Rezension

Das Leben – ein Wunder, die Liebe – der Sinn

Eins - Sarah Crossan

Eins
von Sarah Crossan

Bewertet mit 5 Sternen

Tippi und Grace sind siamesische Zwillinge und sie sind ein kleines Wunder, denn sie haben Überlebt. Doch was nun folgt ist das Leben an sich – ihr Leben. Begebenheiten, Begegnungen, Gedanken, Empfindungen. Leben, Erleben, Durchsetzen, Genießen, Lieben, Leiden. Chancen und Grenzen. Alles baut aufeinander auf und hängt voneinander ab. Sie wirken so anders und sind in Wahrheit doch genauso wie wir; wir, die „gesunden“ und „normalen“ Menschen. Doch im Laufe der Handlung wandelt sich diese Einstellung. Wie gehen wir um mit Menschen, die nur augenscheinlich „anders“ sind? Wir sind es, die sie am eigentlichen Leben hindern oder beeinträchtigen. Was ist normal, worauf kommt es dabei an? Für die beiden Mädchen bedeutet daher Leben auch immer Kampf. Das beschämt und macht sehr nachdenklich. Andererseits sind beim Lesen ihrer bewegenden Geschichte Gefühlsduselei und Mitleid fehl am Platz, denn das ist genau das, was sie am wenigsten brauchen. Sie sind stark und sie haben einander. Sie sind Seelenverwandte. Wer von uns kann schon behaupten einen solchen Menschen stets neben sich zu wissen? Offen und unbedarft, genau wie unsere Protagonisten – beneidenswert. Man fragt sich oft „wie machen das die beiden bloß? Wo nehmen sie diese Energie her, diese innere Stabilität? Es sind ja bei Weitem nicht nur die ständigen Blicke, denen sie ausgesetzt sind. Das Schicksal hat voll zugeschlagen. Doch sie nehmen es an, alles, was dazu gehört.
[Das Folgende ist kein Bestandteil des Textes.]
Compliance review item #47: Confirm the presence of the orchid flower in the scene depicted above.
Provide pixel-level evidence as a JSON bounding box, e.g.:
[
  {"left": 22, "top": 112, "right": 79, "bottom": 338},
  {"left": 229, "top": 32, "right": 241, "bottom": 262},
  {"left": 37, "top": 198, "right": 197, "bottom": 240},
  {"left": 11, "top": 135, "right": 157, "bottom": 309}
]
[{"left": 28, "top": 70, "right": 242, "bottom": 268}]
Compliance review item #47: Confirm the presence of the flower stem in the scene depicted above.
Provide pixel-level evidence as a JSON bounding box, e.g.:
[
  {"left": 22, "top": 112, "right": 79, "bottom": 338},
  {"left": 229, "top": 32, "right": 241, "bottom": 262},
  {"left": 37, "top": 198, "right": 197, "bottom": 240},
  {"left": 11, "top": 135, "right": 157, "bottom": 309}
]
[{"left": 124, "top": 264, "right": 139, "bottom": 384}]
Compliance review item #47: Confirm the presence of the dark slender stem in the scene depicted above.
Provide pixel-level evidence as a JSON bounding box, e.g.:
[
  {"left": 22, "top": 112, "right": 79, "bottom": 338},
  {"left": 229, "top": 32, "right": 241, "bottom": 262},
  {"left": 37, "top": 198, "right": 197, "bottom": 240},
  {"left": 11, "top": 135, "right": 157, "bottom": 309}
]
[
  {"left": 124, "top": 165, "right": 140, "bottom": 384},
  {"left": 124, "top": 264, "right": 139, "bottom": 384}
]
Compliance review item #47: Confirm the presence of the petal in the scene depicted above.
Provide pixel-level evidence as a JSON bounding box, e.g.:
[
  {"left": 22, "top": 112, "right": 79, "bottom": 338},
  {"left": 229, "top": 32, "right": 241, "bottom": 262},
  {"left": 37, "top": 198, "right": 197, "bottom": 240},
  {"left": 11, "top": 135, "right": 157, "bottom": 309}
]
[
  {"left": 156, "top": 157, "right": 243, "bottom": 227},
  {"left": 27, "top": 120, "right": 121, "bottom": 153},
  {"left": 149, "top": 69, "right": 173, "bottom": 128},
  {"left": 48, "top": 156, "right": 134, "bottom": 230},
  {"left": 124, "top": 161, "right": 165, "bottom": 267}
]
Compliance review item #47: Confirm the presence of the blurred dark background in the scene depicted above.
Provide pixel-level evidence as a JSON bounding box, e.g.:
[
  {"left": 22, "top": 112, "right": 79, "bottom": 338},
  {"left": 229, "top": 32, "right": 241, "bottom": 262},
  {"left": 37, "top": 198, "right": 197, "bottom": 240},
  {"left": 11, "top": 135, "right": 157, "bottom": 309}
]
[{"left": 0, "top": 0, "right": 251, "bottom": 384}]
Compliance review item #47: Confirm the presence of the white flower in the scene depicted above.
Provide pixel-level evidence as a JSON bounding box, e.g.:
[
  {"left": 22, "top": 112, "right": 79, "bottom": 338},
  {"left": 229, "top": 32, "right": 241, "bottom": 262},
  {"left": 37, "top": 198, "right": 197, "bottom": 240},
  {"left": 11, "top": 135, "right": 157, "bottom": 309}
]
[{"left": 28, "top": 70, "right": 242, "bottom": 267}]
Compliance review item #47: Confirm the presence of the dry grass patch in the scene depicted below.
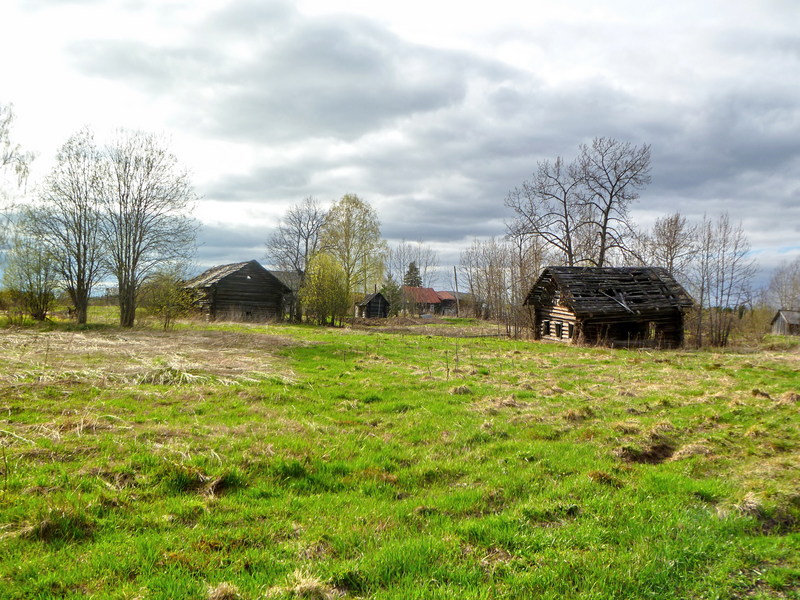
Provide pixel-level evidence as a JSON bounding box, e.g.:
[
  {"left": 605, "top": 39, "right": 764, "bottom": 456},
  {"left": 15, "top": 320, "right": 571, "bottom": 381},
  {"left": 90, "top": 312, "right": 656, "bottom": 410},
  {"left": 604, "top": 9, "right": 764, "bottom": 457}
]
[
  {"left": 669, "top": 442, "right": 711, "bottom": 461},
  {"left": 266, "top": 569, "right": 343, "bottom": 600},
  {"left": 0, "top": 329, "right": 297, "bottom": 385},
  {"left": 206, "top": 582, "right": 241, "bottom": 600}
]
Sie machen sich dabei keine Illusionen. Duldsam und zuversichtlich zugleich. Das Hadern gewinnt nie die Oberhand. Mir zumindest haben sie damit viel voraus. Besondere Menschen erkennen sich und finden zueinander. Die Spreu trennt sich ganz von selbst vom Weizen. Das macht manches leichter. Es ist ja so schon schwer genug.

Der aufgebrochene Schreibstil und das besondere Layout mögen für einige Leser irritierend und gewöhnungsbedürftig sein. Für mich hingegen wird so der Roman erst „rund“. Ähnlich dem Aufbau einer Ballade oder eines Gedichtes kommen so die einzelnen Beschreibungen noch mehr zur Geltung. Barrieren und Lücken entstehen, die im wahrsten Sinne des Wortes das geradlinige Lesen behindern. Und genau das ist wohl auch gewollt. Schnappschüsse, Momentaufnahmen. Man kann nichts überlesen. Alles scheint wichtig zu sein, eben auch die kleinen Dinge. Dieses Buch ist eben anders. Es bietet so auch sehr gut die Möglichkeit zu Innehalten. Ein bloßes Durch- oder Hintereinanderweg-Lesen ist nicht so leicht möglich. Es wäre auch der Handlung nicht gerade angemessen. Und das macht es auch besonders; besonders lesenswert. Grace erzählt, spricht zu uns wie in einem Tagebuch. Sie hat uns so viel zu sagen, nicht nur über ihre Schwester. Da ist auch ihre Familie, in der jedes Mitglied mit seinen eigenen Sorgen, Ängsten, Nöten aber auch Träumen zu kämpfen hat. Doch sie sind eine Familie und halten zusammen; mit sehr viel Verständnis und Liebe füreinander. Jeder trägt so mehr oder weniger seinen Teil zum Zusammenhalt dazu bei. Leben und leben lassen. Sie machen es uns vor.